Amgen has an interconnected, global manufacturing network to ensure patients around the world always have access to the medicines they need. A substantial portion of Amgen’s total supply of medicines is produced in the U.S. The company’s manufacturing roots began in California, and later expanded to Rhode Island and Massachusetts, as well as to its largest manufacturing facility in Puerto Rico. Amgen also has significant operations in Europe with sites in Ireland and the Netherlands. Asia hosts a smaller, yet growing, segment of these operations, where Amgen’s Singapore facility became the first location for an innovative new approach to biomanufacturing.

6. Amgen’s Largest Manufacturing Site: Puerto Rico

In Puerto Rico, Amgen’s largest manufacturing operation, Amgen Manufacturing Limited (AML), has earned the nickname “City of Amgen” because it employs around 2,400 staff members across 22 buildings, which include state-of-the-art manufacturing plants, a cafeteria, clinic, water recycling plant, child-care center, and much more. At the heart of AML is an outdoor plaza with a DNA double helix embedded in the bricks.

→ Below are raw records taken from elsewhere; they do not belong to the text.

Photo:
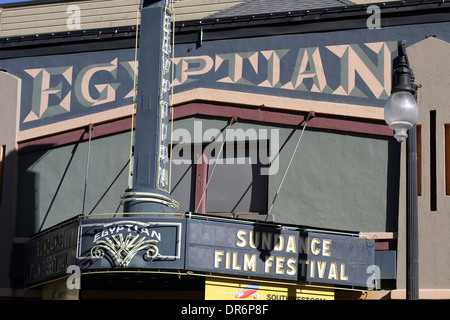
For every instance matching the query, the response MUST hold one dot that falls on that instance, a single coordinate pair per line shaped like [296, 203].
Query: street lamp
[401, 110]
[401, 113]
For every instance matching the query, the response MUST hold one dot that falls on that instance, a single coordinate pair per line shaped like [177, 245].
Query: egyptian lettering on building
[60, 87]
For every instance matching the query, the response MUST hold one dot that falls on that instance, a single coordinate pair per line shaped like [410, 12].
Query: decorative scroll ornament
[123, 250]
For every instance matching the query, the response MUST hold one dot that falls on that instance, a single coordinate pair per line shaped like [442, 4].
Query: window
[447, 159]
[220, 181]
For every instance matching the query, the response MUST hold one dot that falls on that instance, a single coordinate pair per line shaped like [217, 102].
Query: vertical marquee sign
[151, 179]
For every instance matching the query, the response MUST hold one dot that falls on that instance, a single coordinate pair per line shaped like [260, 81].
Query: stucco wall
[431, 71]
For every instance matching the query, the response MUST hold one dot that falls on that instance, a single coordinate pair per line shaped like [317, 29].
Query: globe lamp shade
[401, 113]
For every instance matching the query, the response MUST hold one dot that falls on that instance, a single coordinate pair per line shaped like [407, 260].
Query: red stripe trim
[223, 111]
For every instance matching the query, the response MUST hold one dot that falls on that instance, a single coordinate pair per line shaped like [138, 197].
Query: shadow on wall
[51, 185]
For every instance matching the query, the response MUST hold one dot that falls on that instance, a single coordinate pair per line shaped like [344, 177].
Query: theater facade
[242, 156]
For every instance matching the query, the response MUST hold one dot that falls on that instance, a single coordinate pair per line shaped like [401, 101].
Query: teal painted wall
[337, 180]
[51, 183]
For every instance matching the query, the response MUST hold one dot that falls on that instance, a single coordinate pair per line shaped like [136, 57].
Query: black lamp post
[401, 113]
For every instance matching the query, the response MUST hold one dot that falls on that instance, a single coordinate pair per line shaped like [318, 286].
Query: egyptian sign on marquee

DNA is designed in the bricks of the outdoor plaza at Amgen’s largest manufacturing operation, in Puerto Rico.

7. Applying Decades of Biotech Expertise to Biosimilars

Innovative medicines have been the heart of Amgen’s business since the company was founded, but in recent years Amgen has applied its expertise in biomanufacturing to also produce biosimilar medicines, which are biological products that are highly similar to, and have no clinically meaningful differences from, existing and already approved biologic medicines. Today, four of the medicines produced at Amgen manufacturing sites are biosimilars.

8. Modular Manufacturing

Amgen piloted a new modular design when it created its second next-gen facility at the company’s manufacturing site in Rhode Island, USA. It took three ships to bring the modular components to Amgen Rhode Island (ARI) from overseas, 150 tractor trailers trips to transport them to the site and hundreds of Amgen staff and local labor and union workers to bring the pieces together.

9. Pioneering Sustainable Drug Manufacturing

Amgen’s groundbreaking site in Singapore, Amgen Singapore Manufacturing (ASM), was not only the company’s first manufacturing site in Asia, but also one of the world’s first biomanufacturing facilities using a combination of innovative flexible technologies. The next-generation manufacturing site produces the same amount of medicine in just 16% of the size of a traditional facility. It also took half the time build, and has one-third the operating cost, all while significantly conserving water usage and energy consumption.

Amgen built one of the world's first next-generation biomanufacturing facilities in Singapore.

10. High-Tech Manufacturing at High Speed

For 10 years, the Amgen Dun Laoghaire (ADL) facility in Ireland has specialized in drug product manufacturing activities, such as formulating, filling and packaging. The skilled teams at ADL can fill 25,000 syringes with medicine every hour, which are then inspected, packaged and distributed to patients. ADL also has high-tech machines that can lyophilize (freeze-dry) 100,000 vials at a time.